“The worst type of crying wasn’t the kind everyone could see–the wailing on street corners, the tearing at clothes. No, the worst kind happened when your soul wept and no matter what you did, there was no way to comfort it. A section withered and became a scar on the part of your soul that survived.”
― Katie McGarry
I want to give Batman and I some space, some time apart. But. . . . I have been down so frequently lately and I need. . . . something. Him. A drink. A destination. I’m split between driving somewhere really fast with the music blasting or having a drink. After my last drunken experience, I’m leaning more towards driving somewhere really fast.

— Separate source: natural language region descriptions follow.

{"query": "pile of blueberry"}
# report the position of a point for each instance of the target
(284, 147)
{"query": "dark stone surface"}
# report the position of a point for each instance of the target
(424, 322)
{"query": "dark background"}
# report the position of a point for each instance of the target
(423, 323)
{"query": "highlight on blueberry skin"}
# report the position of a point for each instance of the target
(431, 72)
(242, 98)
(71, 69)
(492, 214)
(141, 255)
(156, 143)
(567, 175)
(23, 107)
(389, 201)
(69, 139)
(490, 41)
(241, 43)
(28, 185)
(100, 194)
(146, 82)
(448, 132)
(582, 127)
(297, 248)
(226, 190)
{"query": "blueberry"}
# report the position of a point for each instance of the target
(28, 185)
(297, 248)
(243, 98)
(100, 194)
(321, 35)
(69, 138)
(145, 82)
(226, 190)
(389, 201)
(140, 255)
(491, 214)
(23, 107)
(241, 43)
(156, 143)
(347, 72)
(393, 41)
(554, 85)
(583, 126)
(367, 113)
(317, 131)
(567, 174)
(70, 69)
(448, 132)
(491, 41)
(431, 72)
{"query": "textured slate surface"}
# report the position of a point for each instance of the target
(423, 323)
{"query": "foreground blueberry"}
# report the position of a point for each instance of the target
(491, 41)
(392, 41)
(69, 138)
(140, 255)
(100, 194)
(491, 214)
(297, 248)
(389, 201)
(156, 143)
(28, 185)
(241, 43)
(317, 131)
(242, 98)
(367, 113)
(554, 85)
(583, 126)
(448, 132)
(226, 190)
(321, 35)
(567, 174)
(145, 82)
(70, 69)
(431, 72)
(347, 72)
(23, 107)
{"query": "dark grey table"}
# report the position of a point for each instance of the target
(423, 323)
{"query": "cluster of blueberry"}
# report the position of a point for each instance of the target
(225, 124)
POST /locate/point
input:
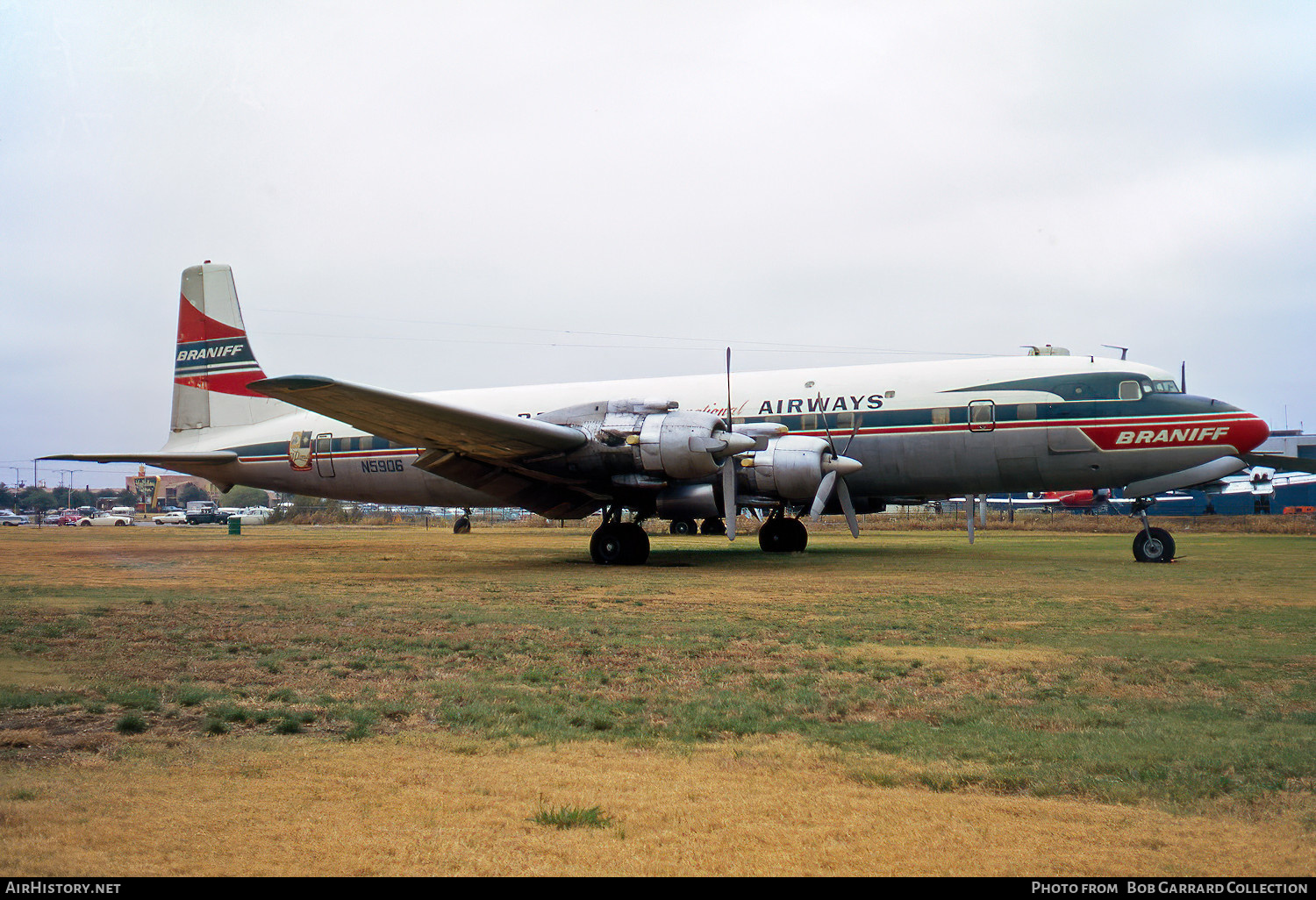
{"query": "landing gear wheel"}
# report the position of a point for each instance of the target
(783, 536)
(1153, 545)
(624, 544)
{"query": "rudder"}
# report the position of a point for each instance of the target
(213, 361)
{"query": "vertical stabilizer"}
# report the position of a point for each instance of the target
(213, 361)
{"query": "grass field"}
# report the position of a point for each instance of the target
(391, 700)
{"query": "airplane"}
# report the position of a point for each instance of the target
(842, 439)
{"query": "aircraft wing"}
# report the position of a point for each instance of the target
(487, 452)
(157, 458)
(1161, 497)
(491, 437)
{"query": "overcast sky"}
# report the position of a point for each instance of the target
(437, 195)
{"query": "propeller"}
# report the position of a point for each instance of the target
(729, 463)
(834, 468)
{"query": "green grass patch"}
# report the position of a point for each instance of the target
(563, 818)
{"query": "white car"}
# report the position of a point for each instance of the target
(253, 515)
(105, 520)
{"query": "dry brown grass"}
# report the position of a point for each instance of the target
(75, 797)
(429, 805)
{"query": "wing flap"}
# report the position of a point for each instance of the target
(423, 423)
(160, 460)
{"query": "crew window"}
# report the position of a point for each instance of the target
(982, 416)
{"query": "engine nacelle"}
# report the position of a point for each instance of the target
(791, 468)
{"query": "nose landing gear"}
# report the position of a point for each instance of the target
(782, 534)
(618, 542)
(1150, 544)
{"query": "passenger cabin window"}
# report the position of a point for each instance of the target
(982, 416)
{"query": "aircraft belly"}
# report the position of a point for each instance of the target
(349, 482)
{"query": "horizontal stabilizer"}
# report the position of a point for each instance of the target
(416, 421)
(1205, 474)
(1278, 462)
(158, 460)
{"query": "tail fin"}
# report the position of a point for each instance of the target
(213, 362)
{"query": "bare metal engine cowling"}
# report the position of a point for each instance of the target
(647, 442)
(791, 468)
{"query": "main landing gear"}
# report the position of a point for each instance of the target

Just the feeling of out running or out driving my thoughts improves my mood. Laying with Batman’s arms around me improves my mood too. He’s come to represent safety and comfort for me. I can’t lose that. I don’t want to but I feel such distance between us. . . . I feel like I’ve lost something but I don’t know what. How can you feel so damn sad and not know what’s causing your sadness? Is this what depression is? If so, it sucks. I just want to run far away from this feeling. I’m crying and I don’t know what I’m crying about. My counseling appointment is tomorrow and I might have to cancel it because I have to get the tag on my car renewed. When will I have time to do something for me? To help me get better? I can’t keep feeling like this.